Medication Continuation and Compliance: A Comparison of Patients Treated With Clozapine and Haloperidol

Robert Rosenheck, Sidney Chang, Yeon Choe, Joyce Cramer, Weichun Xu, Jonathan Thomas, William Henderson, and Dennis Charney

Published: October 31, 2000

Article Abstract

Background: This study compares medication continuation and regimen compliance with the atypical antipsychotic medication clozapine versus the conventional antipsychotic haloperidol.

Method: Data from a 15-site double-blind, randomized clinical trial (N = 423) were used to compare patientswith DSM-III-R schizophrenia assigned to clozapine or haloperidol in terms of duration of participation while taking the randomly assigned study drug (continuation) and the proportion of prescribed pills that were taken (compliance). Multiple regression analysis was used to determine the relationship of baseline characteristics and measures of clinical change to continuation for the entire sample and for patients assigned to each medication.

Results: Patients assigned to clozapine continued taking the study drug for a mean of 35.5 weeks as compared with only 27.2 among patients assigned to haloperidol (F = 4.45, df = 1,422; p = .0001).
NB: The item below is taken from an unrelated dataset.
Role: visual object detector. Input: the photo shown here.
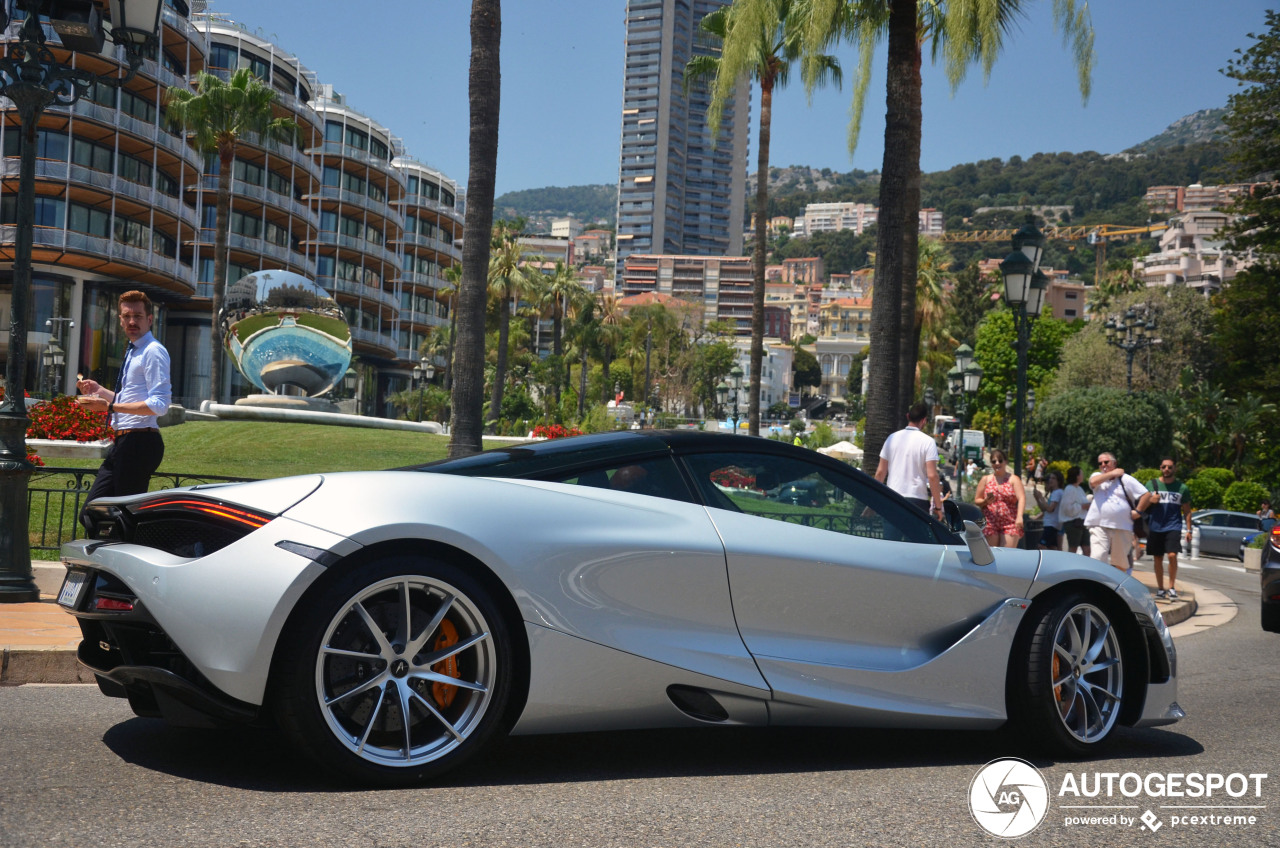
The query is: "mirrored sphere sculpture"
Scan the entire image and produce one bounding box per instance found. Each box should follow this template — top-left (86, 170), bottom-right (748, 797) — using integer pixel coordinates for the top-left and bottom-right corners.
top-left (220, 270), bottom-right (351, 397)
No differences were found between the groups in the proportion of prescribed pills that were returned at any timepoint. Among patients assigned to haloperidol, poorer continuation was associated with being older and greater continuation with receiving public support. Among patients on clozapine treatment, continuation was poorer among African American patients and greater among patients who showed reduced clinical symptoms and akathisia. Continuation with clozapine was greater even after adjusting for these factors.

Conclusion: Continuation with medication is greater with clozapine than haloperidol and is partly explained by greater symptom improvement and reduced side effects. No differences were found in regimen compliance.